As a site that prior to AD grew to storing upwards of 10,000 tons of fruit juice and food ingredients at -14°C to ambient temperatures, there presented itself a significant challenge and opportunity to fight back against an ever-increasing electricity bill that had risen to a quarter of a million pounds per annum. 

Like almost every AD operator, Cannington is no stranger to the world of grit that prevents digesters from producing as much gas as they should. During its recent clean-out revolution — given the volume (60,000+ tons per annum) of waste material that is handled at the plant near Bridgwater, it wasn’t a big surprise that in the worst case, one of its 3,000-ton tanks was holding 750 tons of grit (mainly plastics and metals). 

“As part of our site progression and expansion, we knew it was time to give our digesters an overhaul” said Paul Barrass, Cannington’s Engineering Manager. “Using valuable energy to mix grit is not acceptable — as well as the wear and tear on pumps and ancillary equipment.
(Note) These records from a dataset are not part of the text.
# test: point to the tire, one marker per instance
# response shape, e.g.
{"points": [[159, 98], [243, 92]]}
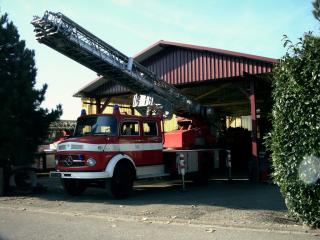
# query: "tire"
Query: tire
{"points": [[121, 184], [74, 187]]}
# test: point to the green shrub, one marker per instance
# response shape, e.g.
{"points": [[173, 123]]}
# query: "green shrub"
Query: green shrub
{"points": [[295, 138]]}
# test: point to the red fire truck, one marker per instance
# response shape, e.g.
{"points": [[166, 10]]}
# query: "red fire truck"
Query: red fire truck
{"points": [[113, 150]]}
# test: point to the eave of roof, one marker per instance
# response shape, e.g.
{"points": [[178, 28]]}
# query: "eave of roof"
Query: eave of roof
{"points": [[162, 44]]}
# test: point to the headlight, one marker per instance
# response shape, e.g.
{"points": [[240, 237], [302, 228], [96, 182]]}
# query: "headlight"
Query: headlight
{"points": [[91, 162]]}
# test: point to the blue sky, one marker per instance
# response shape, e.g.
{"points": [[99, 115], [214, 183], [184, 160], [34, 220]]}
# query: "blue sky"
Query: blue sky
{"points": [[250, 26]]}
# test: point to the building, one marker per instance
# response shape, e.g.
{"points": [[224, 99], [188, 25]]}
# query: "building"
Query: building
{"points": [[237, 85]]}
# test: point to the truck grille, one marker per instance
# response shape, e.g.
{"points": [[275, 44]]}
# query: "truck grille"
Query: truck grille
{"points": [[70, 161]]}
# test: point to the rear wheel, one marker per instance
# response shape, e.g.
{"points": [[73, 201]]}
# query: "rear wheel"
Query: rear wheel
{"points": [[74, 187], [121, 184]]}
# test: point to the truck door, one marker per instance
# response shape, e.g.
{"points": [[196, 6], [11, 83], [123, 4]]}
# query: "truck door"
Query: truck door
{"points": [[152, 142], [130, 141]]}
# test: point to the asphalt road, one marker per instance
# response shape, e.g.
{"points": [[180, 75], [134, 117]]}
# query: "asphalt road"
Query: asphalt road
{"points": [[26, 224], [156, 210]]}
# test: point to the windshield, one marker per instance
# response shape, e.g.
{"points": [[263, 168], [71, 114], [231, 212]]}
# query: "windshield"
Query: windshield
{"points": [[96, 125]]}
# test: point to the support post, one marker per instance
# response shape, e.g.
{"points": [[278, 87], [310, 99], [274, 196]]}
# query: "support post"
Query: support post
{"points": [[98, 105], [1, 181], [254, 146]]}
You could feel the cold and hot spots on our digesters, which tell you immediately that the dead spots represent a loss of earning.”

 According to Barrass, a build-up of grit is normal, but it cannot be left indefinitely. In addition to looking at the types of waste the facility uses and how best to combine them, it introduced a powerful new degritter, and upgraded the pump that accompanies it to optimize results.

The new degritter comes in the shape of a simple hydrocyclone from Metamo Process Technology. Capable of treating 60m3 per hour, it can remove up to 240-300 liters of grit from the substrate before it goes into the digesters at Cannington. Importantly, compared to other degritters, it had the small footprint required for the Somerset site.

“We can see already that it will reduce our maintenance costs — and working in synch with a very good pump from Landia, it deals with all the grit, bones, eggshells and such like that arrive in the food waste," said Barrass "With crops such as maize and sugar beet from our own land that make up around half of our feedstock, we already end up with a good quality digestate, but the Metamo degritter will make it even cleaner and better."

The degritter needed a pump that that could provide sufficient pressure, as well as prove resilient to the tough application, which is where Landia — already with a long-standing track record at Cannington, came in. Armed with acid-proof coatings for food waste and designed for hard-to-handle mediums, the Landia chopper pump and the Metamo degritter worked together despite the dry solids content of 18%.

From potato and arable crop farmers who then diversified into cold storage, bio energy and recycling, Cannington now has its CHPs producing a plant output of 2 MW – as well as an additional 1000m3 of refined gas.

Income from waste and the AD-generated electricity that is sold onto the UK’s National Grid accounts for about half of Cannington’s income. Approximately 1,000kW is used to power the site with around 1,000kW exported to the grid.